Middle East

Islamic State 'used mustard gas' against peshmerga

A U.N. chemical weapons expert, wearing a gas mask, holds a plastic bag containing samples from one of the sites of an alleged chemical weapons attack in the Ain Tarma neighbourhood of Damascus in this August 29, 2013 Image copyright Reuters
Image caption Mustard gas can burn skin and cause severe respiratory problems

Islamic State (IS) militants fired mortar rounds containing mustard agent at Kurdish peshmerga fighters in northern Iraq, Kurdish officials say.

The Ministry of Peshmerga Affairs said blood samples from about 35 fighters revealed traces of sulphur mustard.

It did not say if any of the peshmerga had died as a result of the attack, or how severely they had been wounded.

Mustard gas can burn skin and cause severe respiratory problems, and is banned under international law.

The exposure took place along the front lines near the northern Iraqi towns of Makhmour and Gwer, the ministry said in a statement.

Roughly 37 mortars were fired in the attack, the statement added, "releasing white smoke and a black liquid".

The ministry called on countries fighting IS to give peshmerga fighters equipment for protection against chemical attacks. Several countries including the United States are already giving military assistance to the Kurdish fighters.

Chlorine gas

This is not the first time IS has been accused of using chemical weapons. In March, Kurdish authorities in Iraq said they had evidence that IS had used chlorine gas.

That allegation, by the Kurdistan Region Security Council, followed similar claims that the group had used low-grade chemical weapons against Iraqi security forces.

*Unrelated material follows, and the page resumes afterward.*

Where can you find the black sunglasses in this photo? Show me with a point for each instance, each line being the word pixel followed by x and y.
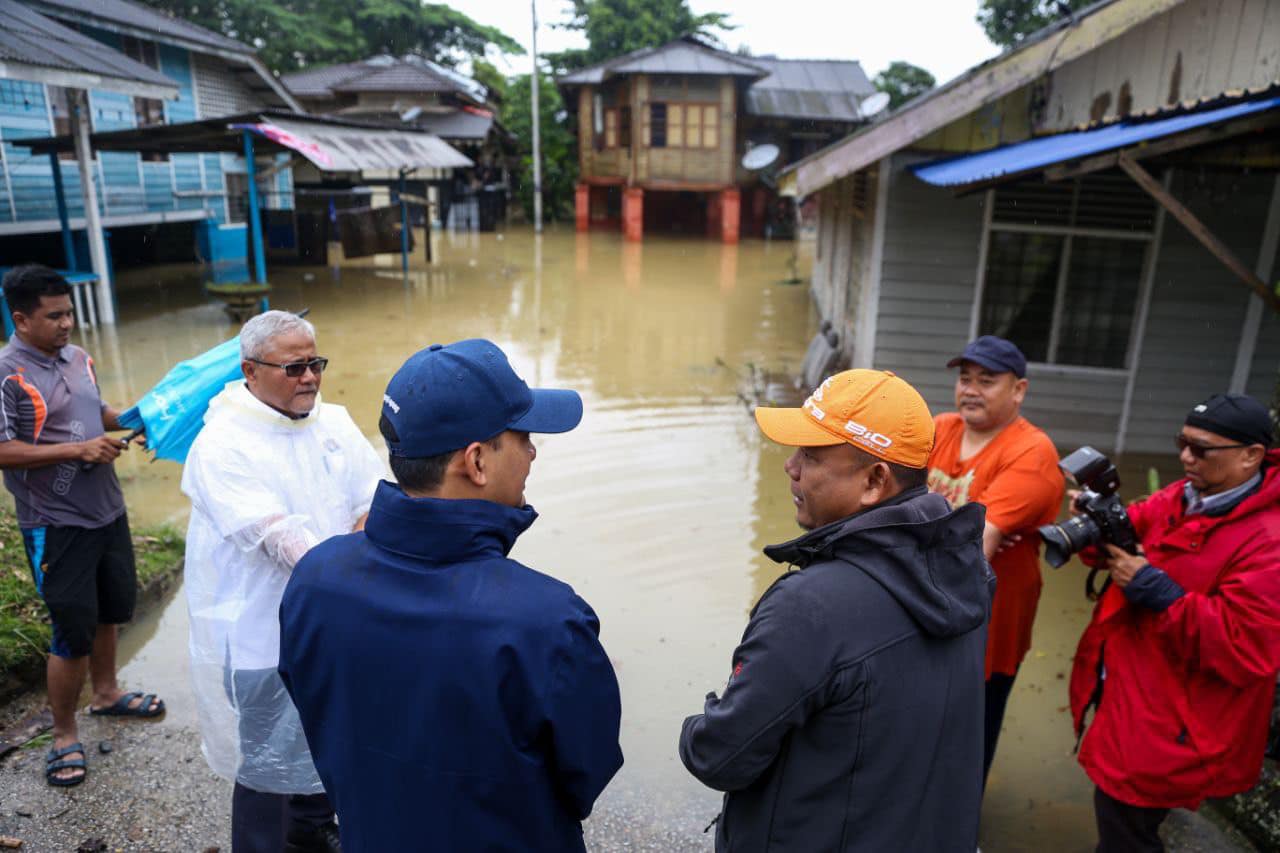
pixel 1198 451
pixel 296 369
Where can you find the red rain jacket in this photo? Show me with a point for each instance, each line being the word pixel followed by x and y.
pixel 1187 697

The director of the Organisation for the Prohibition of Chemical Weapons expressed "serious concern" in August over the possibility IS was using prohibited chemical weapons.

The UN recently adopted a resolution aimed at identifying those behind chemical weapons attacks in Syria.

IS already has a large arsenal of conventional weapons and military vehicles seized from the Iraqi army, much of it produced by the United States.

Iraq Kurds were the victim of a major chemical weapons attack by the Iraqi military under Saddam Hussein in 1988, which left thousands dead in the city of Halabja.